Your task it is to till the fields
And so produce abundant yields
For nourishing mankind.
But while you plough the plain and hill
The poet’s pen is needed still
To plough and till the mind.
Your noble task it is to sow
Your seeds and tend them as they grow
And garner them again.
The poet sows with finer seeds
That God may garner finer deeds
And higher thoughts from men.
God give you strength your work to do
While I the rainbows arch pursue
And search for sunset gold.
Star-dust with heavenly dew I’ll blend
And go on singing to the end
Of beauties yet untold.
While your high duties you perform
I’ll do my best to cheer and charm
With my poetic art
You’ll plough and sow and reap and bind
I’ll try to educate the mind
And elevate the heart.
MICHAEL MULLIN ‘The Bard of Foremass’
Foremass Lower, Sixmilecross, Co. Tyrone.
Sent 9th Aug. 1948
I walk among my stooks as day declines,
The skies (my almanack) for weather signs
I read. Though saddened by foreboding storms,
My heart is gladdened by the sunset charms.

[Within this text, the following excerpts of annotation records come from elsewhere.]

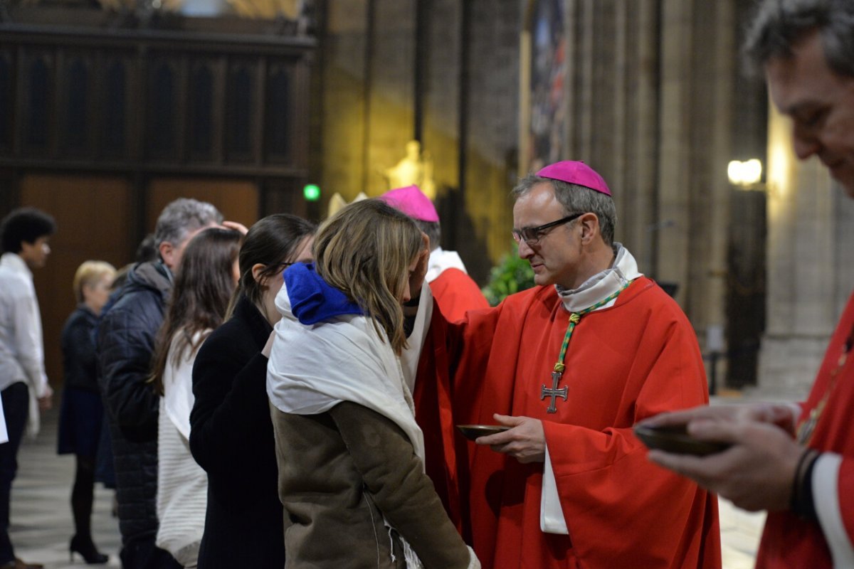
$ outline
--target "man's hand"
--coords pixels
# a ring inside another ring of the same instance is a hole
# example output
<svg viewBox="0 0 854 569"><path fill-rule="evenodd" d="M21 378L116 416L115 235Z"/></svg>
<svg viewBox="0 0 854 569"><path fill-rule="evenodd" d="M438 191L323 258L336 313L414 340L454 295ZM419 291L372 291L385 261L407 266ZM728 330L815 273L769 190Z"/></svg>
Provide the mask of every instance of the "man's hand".
<svg viewBox="0 0 854 569"><path fill-rule="evenodd" d="M53 390L50 386L44 386L44 392L38 398L38 410L46 411L53 407Z"/></svg>
<svg viewBox="0 0 854 569"><path fill-rule="evenodd" d="M486 437L478 437L477 444L488 444L495 452L510 455L523 464L546 460L546 433L542 421L530 417L493 415L500 425L512 428Z"/></svg>
<svg viewBox="0 0 854 569"><path fill-rule="evenodd" d="M707 408L709 412L686 412L692 417L687 421L689 434L701 440L731 443L733 446L727 450L703 457L650 450L649 460L692 479L739 508L787 509L804 448L775 424L776 411L754 409L752 412L744 407L734 414L716 411L717 407ZM677 414L667 415L675 418Z"/></svg>
<svg viewBox="0 0 854 569"><path fill-rule="evenodd" d="M771 423L794 434L795 422L798 421L799 408L787 404L735 404L733 405L700 405L682 411L661 413L640 421L646 427L664 427L668 425L686 425L693 421L708 420L734 423L741 421L755 421Z"/></svg>

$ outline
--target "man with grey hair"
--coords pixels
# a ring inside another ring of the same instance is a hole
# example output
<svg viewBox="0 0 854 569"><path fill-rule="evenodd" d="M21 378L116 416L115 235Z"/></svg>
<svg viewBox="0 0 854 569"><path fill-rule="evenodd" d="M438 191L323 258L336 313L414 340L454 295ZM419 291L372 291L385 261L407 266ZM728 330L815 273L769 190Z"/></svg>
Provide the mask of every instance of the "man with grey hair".
<svg viewBox="0 0 854 569"><path fill-rule="evenodd" d="M854 2L764 0L746 51L793 120L798 157L816 155L854 197ZM799 405L715 406L656 417L729 444L655 462L749 510L768 510L757 567L854 567L854 295Z"/></svg>
<svg viewBox="0 0 854 569"><path fill-rule="evenodd" d="M131 270L98 328L100 385L113 442L120 557L126 569L181 566L155 545L158 398L148 379L184 249L199 231L220 224L222 214L208 203L180 198L167 206L155 229L160 259Z"/></svg>
<svg viewBox="0 0 854 569"><path fill-rule="evenodd" d="M513 195L539 286L459 322L432 311L418 362L416 417L448 511L484 568L720 567L715 496L650 464L632 433L708 402L693 328L613 241L611 190L589 166L546 166ZM454 424L494 423L506 430L454 440Z"/></svg>

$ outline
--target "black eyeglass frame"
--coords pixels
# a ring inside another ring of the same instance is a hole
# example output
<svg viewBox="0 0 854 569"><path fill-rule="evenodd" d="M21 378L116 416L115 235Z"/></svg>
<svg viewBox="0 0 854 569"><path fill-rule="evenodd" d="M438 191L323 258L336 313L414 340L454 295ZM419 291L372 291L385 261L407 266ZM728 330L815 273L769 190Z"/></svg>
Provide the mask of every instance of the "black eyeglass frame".
<svg viewBox="0 0 854 569"><path fill-rule="evenodd" d="M513 240L515 240L517 243L520 242L524 239L525 243L528 245L536 245L540 242L541 239L546 236L546 234L548 233L548 229L563 224L568 224L574 219L577 219L585 213L587 213L587 212L573 213L572 215L568 215L565 218L561 218L557 221L543 224L542 225L537 225L536 227L523 227L521 229L513 229L511 233L513 234Z"/></svg>

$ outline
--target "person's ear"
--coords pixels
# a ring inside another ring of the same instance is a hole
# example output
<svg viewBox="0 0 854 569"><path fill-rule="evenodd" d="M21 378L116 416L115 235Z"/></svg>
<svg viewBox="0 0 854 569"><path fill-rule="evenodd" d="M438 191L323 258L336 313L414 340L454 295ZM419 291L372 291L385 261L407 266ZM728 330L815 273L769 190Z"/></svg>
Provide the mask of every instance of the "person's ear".
<svg viewBox="0 0 854 569"><path fill-rule="evenodd" d="M580 217L578 225L582 228L582 243L589 243L594 237L600 235L599 216L593 212L588 212Z"/></svg>
<svg viewBox="0 0 854 569"><path fill-rule="evenodd" d="M160 244L158 249L160 250L161 258L163 259L163 264L167 267L173 266L173 261L175 260L175 246L169 241L163 241Z"/></svg>
<svg viewBox="0 0 854 569"><path fill-rule="evenodd" d="M261 263L255 263L252 265L252 278L261 286L266 282L266 276L263 275L266 269L266 265Z"/></svg>

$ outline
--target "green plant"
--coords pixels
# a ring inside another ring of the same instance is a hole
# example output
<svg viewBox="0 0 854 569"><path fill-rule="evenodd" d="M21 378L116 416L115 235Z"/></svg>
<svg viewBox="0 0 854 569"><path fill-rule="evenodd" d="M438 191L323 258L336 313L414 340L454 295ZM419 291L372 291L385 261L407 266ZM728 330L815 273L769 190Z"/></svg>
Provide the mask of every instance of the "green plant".
<svg viewBox="0 0 854 569"><path fill-rule="evenodd" d="M528 261L519 258L519 248L514 241L512 249L489 271L489 282L483 291L489 305L494 306L508 295L533 286L534 271Z"/></svg>

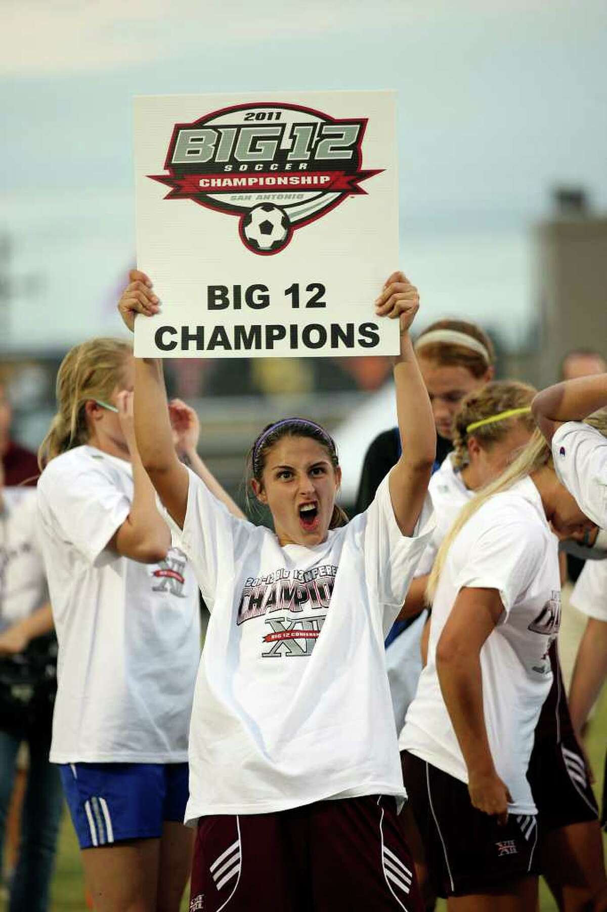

As sunset dims a steams’s song – silver notes –
Through the grand symphony of silence floats,
And floating fades. The harvest moon appears,
Dimming with her bright lamp more distant spheres.
The wind stirs gently in the uncut corn;
That rustles softly, waiting to be shorn.
The wind stirs gently: in its rustling sound
There’s something inexplicably profound.
This is a lone walk: yet I find a grace
In the calm time and in the solemn place.
That suits my mood. The moon and stars ashine
Mirror the beauty of the Face Divine.
This walk among the stooks gives me more joy
Than games or pastimes that too quickly cloy.
And as I wander home my doubts grow dim
Before the brighter light of Faith in Him.
MICHAEL MULLIN ‘The Bard of Foremass’
Foremass Lower, Sixmilecross, Co. Tyrone.
Sent to The Irish Independent, Dublin
And the Cork Weekly Examiner
August 23 1956
Won 10/- in Cork
Tis sunset; while I stroll among the stooks
I read the skies as scholars read their books:
The skies that tell the farmer’s practised eye
Whether the morrow will be wet or dry.
I watch the west, where the great orb of day
Touches the clouds with many a golden ray.
Albeit I read there many signs of storms,
My grief is softened by the sunset’s charms.
As fades the glory in the west away,
Along the golden stooks my glances stray.
Like soldiers on parade in ranks they stand,
Row after row, o’er all the stubble land.
The wind stirs softly in the uncut corn,
That waits the reaper on the morrow morn.
The wind stirs softly; in its rustling noise
There are the sounds of sorrows and of joys.
The shadows thicken fast – the earth grows dim;
I raise my eyes above its glory rim:
And lo! the lamps of Heav’n had been lighted,
While I was walking in a world benighted.
Now as I wander homeward, change suspense
And calculating doubt to confidence:
For He, the Giver of our oats and rye,
Is still our Guardian, be it wet or dry.
MICHAEL MULLIN ‘The Bard of Foremass’
Foremass Lower, Sixmilecross, Co. Tyrone.